I opted not to let Connor know that I already have plans for my dead body, and those plans definitely do not include having it left out for wolves. Option 1: fertilize tomato plant with my ashes so that every tomato Ed eats the following summer he'll think of me. Option 2 (preferred option): Have ashes turned into an ash glaze and used on a pot I threw.

Thursday, June 4, 2009

A visit to my aunt's farm

Last Saturday, we piled into my sister's minivan and headed out to my Aunt's farm for a family reunion. Connor was more than a little excited to be going to an actual farm, though he was a bit surprised there were no horses there.

Aren't we a good lookin'

and BIG

bunch? And I swear, this is only a fraction of the true glory known as my mom's family. While all of my mother's siblings made it, several of my cousins (and their children - I think all 20 of the kids in my generation has a child of their own at this point - and all but one has not just a child, but children) - were unable to make it due to various events in their lives.

No matter, the horses were soon forgotten when he realized there were kittens - kittens! - in the barn - a few of which were too slow to escape the clutches of a brood of elementary school girls who were hot on their trail.

A barn that has hay piled up all over it that allows one to climb into the loft, which might possibly make a certain grandmother very nervous when a certain grandson starts climbing.

A barn that has a swinging rope that might possibly be the same rope that was there when I was young, though I do not believe I ever took a swing on it.
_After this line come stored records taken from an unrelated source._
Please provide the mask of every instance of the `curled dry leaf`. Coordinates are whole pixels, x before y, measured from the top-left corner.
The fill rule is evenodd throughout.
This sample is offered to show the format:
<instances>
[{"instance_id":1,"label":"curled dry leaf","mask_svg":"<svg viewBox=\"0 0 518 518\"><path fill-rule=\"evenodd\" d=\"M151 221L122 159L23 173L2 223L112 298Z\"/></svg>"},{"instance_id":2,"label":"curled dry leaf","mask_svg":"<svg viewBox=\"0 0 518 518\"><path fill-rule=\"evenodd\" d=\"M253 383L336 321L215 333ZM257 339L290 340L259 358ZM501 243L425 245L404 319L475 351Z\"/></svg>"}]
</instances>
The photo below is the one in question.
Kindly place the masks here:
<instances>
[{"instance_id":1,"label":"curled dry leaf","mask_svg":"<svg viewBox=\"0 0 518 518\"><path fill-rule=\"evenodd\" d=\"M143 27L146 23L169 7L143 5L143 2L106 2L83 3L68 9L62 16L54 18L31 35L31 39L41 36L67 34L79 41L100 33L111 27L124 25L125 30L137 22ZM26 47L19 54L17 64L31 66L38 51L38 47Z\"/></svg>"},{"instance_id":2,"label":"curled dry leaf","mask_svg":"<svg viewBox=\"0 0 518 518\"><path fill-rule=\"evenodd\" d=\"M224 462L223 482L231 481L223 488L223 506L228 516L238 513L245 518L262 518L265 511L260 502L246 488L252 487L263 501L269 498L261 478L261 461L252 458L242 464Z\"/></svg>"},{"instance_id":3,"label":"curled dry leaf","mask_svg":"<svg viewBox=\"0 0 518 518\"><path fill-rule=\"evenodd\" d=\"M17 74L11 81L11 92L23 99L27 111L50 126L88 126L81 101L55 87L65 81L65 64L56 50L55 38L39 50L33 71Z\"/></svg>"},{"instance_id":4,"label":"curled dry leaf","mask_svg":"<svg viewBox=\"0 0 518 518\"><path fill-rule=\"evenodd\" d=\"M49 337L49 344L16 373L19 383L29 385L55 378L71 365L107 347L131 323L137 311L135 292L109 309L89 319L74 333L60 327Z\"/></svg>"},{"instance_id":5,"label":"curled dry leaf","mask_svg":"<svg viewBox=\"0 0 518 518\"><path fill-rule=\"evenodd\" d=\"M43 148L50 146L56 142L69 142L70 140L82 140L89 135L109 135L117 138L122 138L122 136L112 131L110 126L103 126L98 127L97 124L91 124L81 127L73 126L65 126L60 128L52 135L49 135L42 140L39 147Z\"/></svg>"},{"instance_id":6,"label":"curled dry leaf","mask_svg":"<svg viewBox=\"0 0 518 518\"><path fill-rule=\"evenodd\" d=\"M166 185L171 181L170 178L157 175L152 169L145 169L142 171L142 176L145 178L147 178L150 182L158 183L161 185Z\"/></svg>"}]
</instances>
You see, I'm the "little one" in my family. I have a cousin who is actually one month younger than me, but he lived on the farm and was about twice my size, so he got to hang with the big kids. I stayed inside the farmhouse for the most part, because uh farms? You might not know this, but they are dirty. And I was little. Really little. And scared that I might lose my life if I hung with the big kids. They swung from ropes, after all, and burrowed through tunnels that my cousins created in the hay. And did I mention that hay is dirty and scratchy? Yeah, I was in the farmhouse.

And where was Helen during all of this?

She was climbing the fence...

And playing with kittens...

And holding me with a death grip when that cow had the audacity to "moo"...

And making friends.

All the while clutching her tiny baby.

And even though I've been to this farm many, many times, there was one surprise for me when I got these photos back. Who put that big a** on top of my legs? Seriously?!? I'm warning you now, you might wish to avert your eyes.

Whoa! I'll leave you with this photo instead so you can sleep tonight. And this little piece of advice. If you are my brother-in-law with a very fancy camera that can take photos from about 1 mile away (maybe further), aim for my FRONT, not my BACK, preferably when I am SEATED.